Beyond Financial Planning

Teaching clients to rethink fees, embrace alternatives.

Full service financial planning is what the two-decade-old Strategic Financial Associates, LLC of Bethesda, Maryland, offers. This includes counseling about retirement planning, how the children will be educated, the risks of living to the age of 95 – or deciding what happens if Mother Nature throws a curve ball – taking care of an elderly parent, and any other risks clients want to “offload” at a cost premium.

“We’re not managing money for sport,” says Jim Adkins, president, CEO and founder of the firm. “We’re managing toward a holistic and comprehensive plan; toward solutions to a certain set of goals and objectives that clients have articulated.” Those solutions are individually customized for business owners, executives and professionals as part of the firm’s overall financial planning, investment advisory and wealth management services. Utilizing Eagle Strategies, LLC, a registered investment adviser, Jim Adkins and Strategic Financial Associates investment advisory business provides the bulk of such services, where serving as a fiduciary has always been key and charging fees, versus commissions, is the general rule.
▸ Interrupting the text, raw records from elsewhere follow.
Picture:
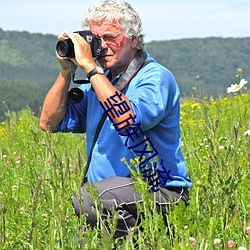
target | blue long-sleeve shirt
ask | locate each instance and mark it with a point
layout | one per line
(154, 97)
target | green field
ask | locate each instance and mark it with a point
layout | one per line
(40, 172)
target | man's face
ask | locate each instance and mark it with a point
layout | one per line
(118, 50)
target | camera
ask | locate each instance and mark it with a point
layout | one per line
(65, 48)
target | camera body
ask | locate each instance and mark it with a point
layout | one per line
(65, 48)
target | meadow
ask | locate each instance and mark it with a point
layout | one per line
(40, 172)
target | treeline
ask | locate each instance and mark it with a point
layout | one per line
(204, 67)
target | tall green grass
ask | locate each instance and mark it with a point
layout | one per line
(40, 172)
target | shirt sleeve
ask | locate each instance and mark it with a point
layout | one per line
(154, 96)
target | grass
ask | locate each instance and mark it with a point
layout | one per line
(40, 172)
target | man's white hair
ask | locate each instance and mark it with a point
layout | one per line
(120, 13)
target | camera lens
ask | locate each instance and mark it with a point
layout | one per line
(65, 48)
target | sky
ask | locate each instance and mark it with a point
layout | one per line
(162, 19)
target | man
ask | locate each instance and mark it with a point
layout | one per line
(141, 99)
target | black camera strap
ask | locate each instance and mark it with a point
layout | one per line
(136, 64)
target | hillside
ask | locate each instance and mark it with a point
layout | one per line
(28, 66)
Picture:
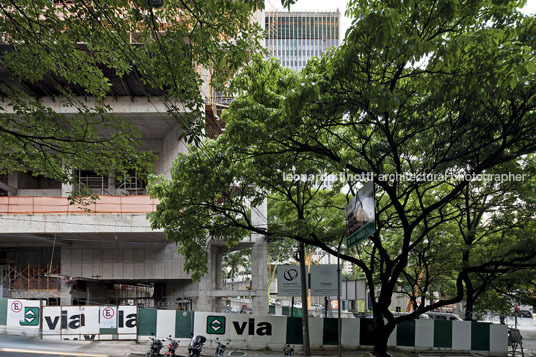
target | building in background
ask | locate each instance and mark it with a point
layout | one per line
(294, 37)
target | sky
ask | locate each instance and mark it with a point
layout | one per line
(332, 5)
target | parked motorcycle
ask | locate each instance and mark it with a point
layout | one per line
(220, 349)
(172, 347)
(156, 346)
(289, 351)
(196, 346)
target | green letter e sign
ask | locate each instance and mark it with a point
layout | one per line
(216, 325)
(31, 316)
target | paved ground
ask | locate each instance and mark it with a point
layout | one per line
(11, 346)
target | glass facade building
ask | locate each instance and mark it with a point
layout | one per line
(294, 37)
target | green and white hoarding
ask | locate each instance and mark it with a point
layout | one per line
(360, 216)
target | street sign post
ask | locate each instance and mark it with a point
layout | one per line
(324, 280)
(360, 216)
(288, 280)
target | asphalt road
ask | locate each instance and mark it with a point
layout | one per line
(28, 347)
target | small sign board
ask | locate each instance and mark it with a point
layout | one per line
(288, 280)
(324, 280)
(360, 215)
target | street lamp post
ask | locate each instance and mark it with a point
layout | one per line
(303, 277)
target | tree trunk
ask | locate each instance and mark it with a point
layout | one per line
(381, 336)
(470, 303)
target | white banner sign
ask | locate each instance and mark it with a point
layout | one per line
(71, 320)
(23, 313)
(108, 317)
(324, 280)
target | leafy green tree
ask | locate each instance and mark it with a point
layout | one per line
(416, 89)
(67, 51)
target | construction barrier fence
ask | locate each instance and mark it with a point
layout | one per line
(242, 331)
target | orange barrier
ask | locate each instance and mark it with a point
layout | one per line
(61, 205)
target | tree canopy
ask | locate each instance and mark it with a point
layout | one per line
(68, 50)
(424, 96)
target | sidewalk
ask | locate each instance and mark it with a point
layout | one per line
(133, 349)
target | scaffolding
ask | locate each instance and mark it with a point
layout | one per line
(30, 282)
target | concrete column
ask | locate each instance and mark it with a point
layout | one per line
(111, 184)
(66, 189)
(210, 282)
(259, 261)
(65, 293)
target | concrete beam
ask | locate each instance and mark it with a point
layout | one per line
(75, 223)
(118, 105)
(224, 293)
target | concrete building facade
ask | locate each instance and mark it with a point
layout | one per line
(108, 253)
(295, 37)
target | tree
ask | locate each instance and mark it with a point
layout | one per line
(439, 88)
(67, 51)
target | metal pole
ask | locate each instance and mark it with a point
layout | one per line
(339, 321)
(292, 307)
(303, 278)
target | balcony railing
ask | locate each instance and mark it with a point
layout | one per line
(62, 205)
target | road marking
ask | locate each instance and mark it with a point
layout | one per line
(16, 350)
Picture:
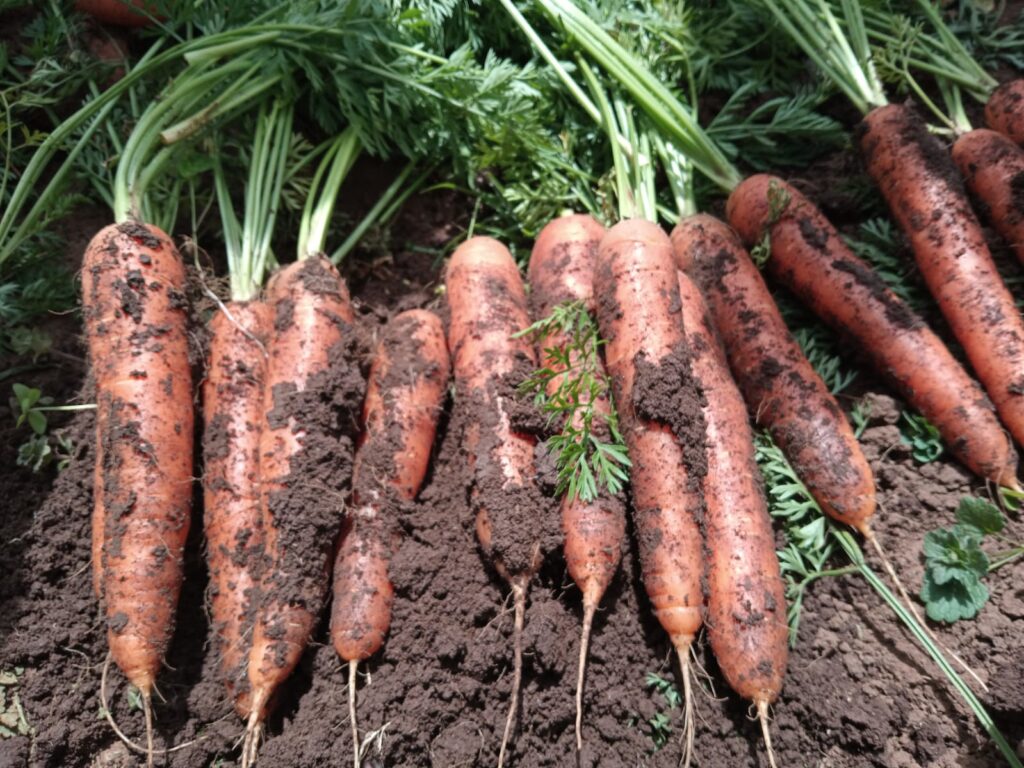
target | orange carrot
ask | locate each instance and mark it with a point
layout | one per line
(300, 467)
(1005, 111)
(809, 257)
(232, 403)
(488, 307)
(659, 414)
(404, 396)
(993, 169)
(927, 198)
(782, 391)
(747, 624)
(133, 299)
(561, 269)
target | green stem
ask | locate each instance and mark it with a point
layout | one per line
(853, 551)
(662, 107)
(846, 61)
(316, 213)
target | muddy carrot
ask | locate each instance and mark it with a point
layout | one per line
(133, 299)
(782, 391)
(660, 417)
(810, 258)
(404, 395)
(992, 166)
(488, 307)
(301, 467)
(747, 617)
(561, 269)
(232, 404)
(927, 198)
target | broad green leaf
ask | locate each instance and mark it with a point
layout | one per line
(954, 599)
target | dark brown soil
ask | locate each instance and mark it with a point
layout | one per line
(858, 692)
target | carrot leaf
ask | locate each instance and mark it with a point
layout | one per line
(590, 453)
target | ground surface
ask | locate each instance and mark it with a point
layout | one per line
(858, 692)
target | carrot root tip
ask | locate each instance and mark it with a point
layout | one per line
(763, 717)
(588, 622)
(688, 715)
(519, 595)
(352, 665)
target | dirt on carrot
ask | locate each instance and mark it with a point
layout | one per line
(440, 685)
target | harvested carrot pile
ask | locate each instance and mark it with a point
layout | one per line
(536, 383)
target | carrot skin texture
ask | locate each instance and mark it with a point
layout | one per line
(133, 299)
(1005, 111)
(232, 404)
(992, 166)
(782, 390)
(809, 257)
(409, 407)
(561, 268)
(488, 306)
(312, 313)
(927, 198)
(747, 617)
(639, 314)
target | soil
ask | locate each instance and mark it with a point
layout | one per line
(858, 691)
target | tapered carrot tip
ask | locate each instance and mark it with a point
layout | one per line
(762, 706)
(1005, 111)
(749, 207)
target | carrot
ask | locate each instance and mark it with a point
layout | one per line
(488, 306)
(301, 467)
(232, 399)
(782, 391)
(928, 199)
(992, 166)
(659, 415)
(119, 12)
(561, 268)
(1005, 111)
(747, 625)
(404, 395)
(810, 259)
(134, 307)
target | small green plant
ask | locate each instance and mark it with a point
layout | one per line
(29, 406)
(589, 450)
(660, 723)
(922, 436)
(955, 563)
(40, 450)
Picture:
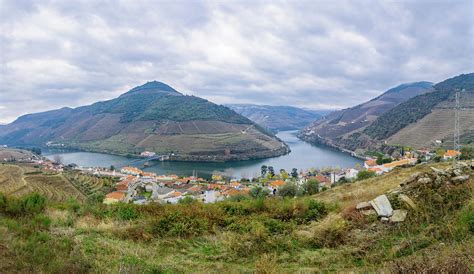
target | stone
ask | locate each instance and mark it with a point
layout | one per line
(368, 212)
(438, 171)
(457, 172)
(363, 205)
(460, 179)
(425, 180)
(399, 215)
(407, 200)
(411, 179)
(382, 206)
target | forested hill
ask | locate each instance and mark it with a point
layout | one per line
(153, 117)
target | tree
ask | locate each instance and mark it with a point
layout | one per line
(310, 187)
(288, 190)
(57, 159)
(271, 171)
(365, 174)
(294, 173)
(259, 192)
(264, 170)
(283, 174)
(467, 153)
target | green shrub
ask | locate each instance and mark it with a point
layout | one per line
(288, 190)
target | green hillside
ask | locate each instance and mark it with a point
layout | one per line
(322, 233)
(418, 107)
(152, 117)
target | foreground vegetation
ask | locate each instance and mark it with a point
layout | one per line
(319, 233)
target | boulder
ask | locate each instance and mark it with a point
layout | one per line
(368, 212)
(363, 205)
(425, 180)
(407, 200)
(411, 179)
(399, 215)
(460, 179)
(439, 171)
(382, 206)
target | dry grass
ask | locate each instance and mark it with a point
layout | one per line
(348, 195)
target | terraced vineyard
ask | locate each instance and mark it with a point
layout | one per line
(16, 182)
(90, 185)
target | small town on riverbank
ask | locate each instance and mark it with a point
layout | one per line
(133, 185)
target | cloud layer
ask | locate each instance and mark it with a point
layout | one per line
(315, 54)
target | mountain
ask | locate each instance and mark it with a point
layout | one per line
(337, 126)
(421, 121)
(152, 117)
(277, 117)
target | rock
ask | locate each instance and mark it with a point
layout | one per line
(439, 171)
(399, 215)
(363, 205)
(425, 180)
(368, 212)
(407, 200)
(382, 205)
(457, 172)
(460, 179)
(411, 179)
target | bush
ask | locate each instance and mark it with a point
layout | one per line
(259, 192)
(365, 174)
(310, 187)
(288, 190)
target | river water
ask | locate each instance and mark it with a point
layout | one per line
(302, 156)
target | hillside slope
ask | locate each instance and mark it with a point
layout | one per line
(276, 117)
(336, 127)
(152, 117)
(424, 119)
(322, 233)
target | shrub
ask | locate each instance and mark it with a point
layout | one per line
(310, 187)
(365, 174)
(288, 190)
(259, 192)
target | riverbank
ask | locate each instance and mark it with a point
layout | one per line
(303, 156)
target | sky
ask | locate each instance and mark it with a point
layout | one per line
(313, 54)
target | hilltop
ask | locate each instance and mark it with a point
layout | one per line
(321, 233)
(335, 128)
(277, 117)
(152, 117)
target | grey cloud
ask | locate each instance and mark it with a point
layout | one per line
(318, 54)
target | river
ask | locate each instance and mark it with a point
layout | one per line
(302, 156)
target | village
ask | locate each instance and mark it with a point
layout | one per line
(133, 185)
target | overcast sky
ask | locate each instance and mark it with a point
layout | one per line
(314, 54)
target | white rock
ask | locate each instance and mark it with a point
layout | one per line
(382, 205)
(363, 205)
(399, 215)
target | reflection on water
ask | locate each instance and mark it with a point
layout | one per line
(302, 156)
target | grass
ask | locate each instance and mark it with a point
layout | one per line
(323, 233)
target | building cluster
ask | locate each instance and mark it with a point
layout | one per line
(141, 187)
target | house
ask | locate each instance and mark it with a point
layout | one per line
(131, 170)
(389, 166)
(174, 197)
(212, 196)
(377, 170)
(370, 163)
(147, 154)
(277, 183)
(114, 197)
(450, 154)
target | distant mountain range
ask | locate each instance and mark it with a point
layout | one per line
(278, 117)
(152, 117)
(414, 114)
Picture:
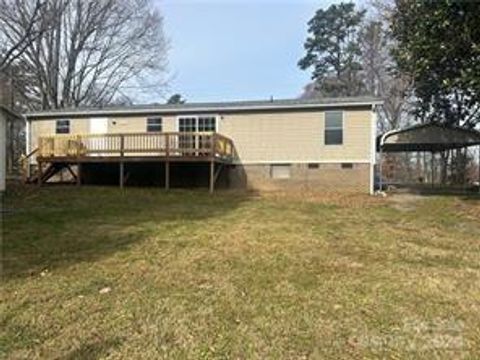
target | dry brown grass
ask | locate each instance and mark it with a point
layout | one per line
(233, 275)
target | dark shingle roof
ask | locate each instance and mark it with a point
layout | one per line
(210, 107)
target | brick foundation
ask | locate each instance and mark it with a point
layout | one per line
(321, 177)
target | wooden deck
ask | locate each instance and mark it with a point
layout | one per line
(137, 147)
(59, 152)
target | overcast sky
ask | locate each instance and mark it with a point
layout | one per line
(237, 49)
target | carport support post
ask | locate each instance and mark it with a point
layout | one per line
(40, 173)
(432, 165)
(121, 174)
(380, 170)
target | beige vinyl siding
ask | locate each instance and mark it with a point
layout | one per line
(297, 136)
(47, 128)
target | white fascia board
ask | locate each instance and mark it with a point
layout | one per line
(315, 161)
(106, 112)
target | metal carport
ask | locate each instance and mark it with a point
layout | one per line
(431, 138)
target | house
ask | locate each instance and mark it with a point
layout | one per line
(323, 144)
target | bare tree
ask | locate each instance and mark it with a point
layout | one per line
(20, 25)
(380, 77)
(91, 52)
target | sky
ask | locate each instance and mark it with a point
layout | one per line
(223, 50)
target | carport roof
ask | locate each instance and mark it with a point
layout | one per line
(427, 137)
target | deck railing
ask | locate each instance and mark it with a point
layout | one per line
(163, 144)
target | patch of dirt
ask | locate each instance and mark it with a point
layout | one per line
(346, 199)
(405, 202)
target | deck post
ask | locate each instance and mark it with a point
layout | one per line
(40, 173)
(432, 165)
(479, 169)
(380, 170)
(167, 175)
(121, 174)
(212, 176)
(79, 174)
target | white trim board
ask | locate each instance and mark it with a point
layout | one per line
(274, 162)
(193, 110)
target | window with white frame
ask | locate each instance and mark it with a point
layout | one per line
(154, 124)
(333, 127)
(206, 123)
(62, 126)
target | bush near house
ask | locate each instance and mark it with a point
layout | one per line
(100, 273)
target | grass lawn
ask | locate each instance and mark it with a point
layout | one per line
(98, 273)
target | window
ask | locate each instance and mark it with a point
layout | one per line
(206, 123)
(280, 171)
(154, 124)
(197, 124)
(333, 128)
(62, 127)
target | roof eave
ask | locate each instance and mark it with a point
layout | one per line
(142, 111)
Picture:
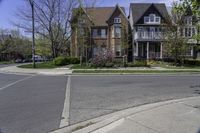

Adkins believes that financial planning may be in his DNA. His father worked for a big insurance company and he became familiar with the people and lifestyle. After earning a finance degree in college and working for a consulting firm, Adkins realized that he was drawn to financial planning.

While Strategic Financial Associates target clients are business owners and executives, it also assists rank and file employees with their financial planning needs. “We never felt comfortable turning away employees and saying, ‘We’ll do it for your boss, but not for you,’” Adkins said emphatically. “It’s not always about us and the revenue we’re generating, but about doing the right thing.” Consequently, the firm does not require client minimums.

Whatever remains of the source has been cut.